Let’s say the message you chose was to highlight program success through an individual story. Your message might be something like:
“Walking into the hospital for the first time I have to admit, I was nervous. I had just started as the new director of programs at Music Heals and I’d never actually been in to see our staff working with the children.
As we swung through the hospital door moving out of the sharp fluorescent lights of the hallway and into Brian’s hospital room my nervousness melted away.
Seeing the smile on Brian’s face as our staff member Kelly strummed the guitar and sung to him instantly put me at ease. I knew I had chosen the right organization to continue my career with…”
Back Up Words With Visuals
A picture is worth a thousand words as they say. And that well-worn maxim is never truer than in the context of a fundraising email. Pictures help us lock in on an emotional level that is reinforced and augmented by the text.

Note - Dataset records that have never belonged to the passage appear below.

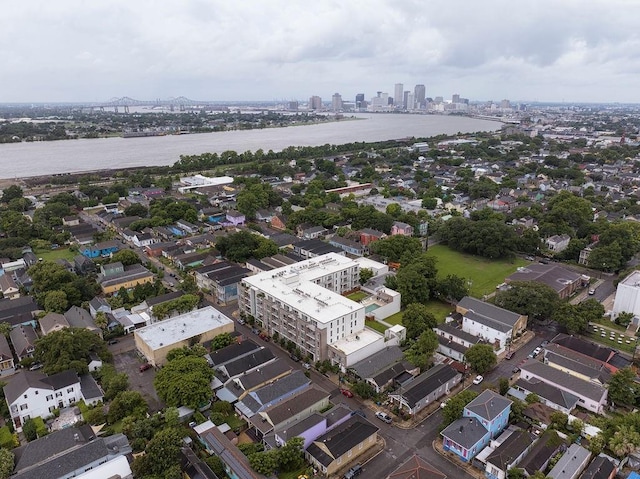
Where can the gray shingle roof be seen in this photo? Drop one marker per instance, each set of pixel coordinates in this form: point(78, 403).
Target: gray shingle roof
point(600, 468)
point(558, 378)
point(294, 405)
point(341, 439)
point(488, 405)
point(489, 310)
point(465, 431)
point(428, 382)
point(377, 362)
point(510, 449)
point(548, 392)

To continue the example from before, imagine that the text above is accompanied by a picture of a young boy in a hospital gown. He is sitting up in his hospital bed with a beaming smile and his eyes are looking out from the photo right towards you, the reader. An image like that helps readers connect quickly to the emotional hue of the appeal and it underscores what you are saying in the text.
Be Concise and Conversational
People don’t spend a lot of time reading emails. Just think about how quickly you close emails you receive. Generally, if you don’t capture someone’s attention in a few seconds, you are going to lose them. Don’t let your words get in your way. This is not a direct mail appeal and it’s not a time to go on and on about your program methodology. Keep your message short.
On a related note, you should make the language simple and the tone personal. You want the reader to understand you and feel like they are engaged in a conversation, so keep it simple!
Whip Up Multiple Donation Pages
Before you send your message, segment your donor file into a few groups based on past giving. For example, you might have a one group for your relatively low dollar donors, one for your middle tier, and one for your big givers. Once you’ve segmented your list, spin out identical branded donation pages, but swap out the default giving levels to fit each group’s giving range. This way you can try to upgrade donors, without inadvertently downgrading larger donors.
Send More Than One Email
A study by M+R Associates showed increased response rates and higher average gifts from multiple part email appeal series versus one-off email appeals. This makes a good amount of sense. People often ignore, or miss, a single message. If you send to or three messages, you are more likely to connect.
If you are worried about sending too many messages, or you don’t have time to put together the arc for a three email appeal, there’s a shortcut you can take. Just send out a “last chance” email a few days before the end of the year, to “remind” donors that it’s the last time to lock in tax-deductible donations for 2013. You might consider reusing the image from the first email appeal you sent with a caption to reinforce your initial messaging as well.
If you’re feeling the pressure to crank out a fundraising appeal before the brief holiday season draws to a close, we hope this tips will help set you on your way!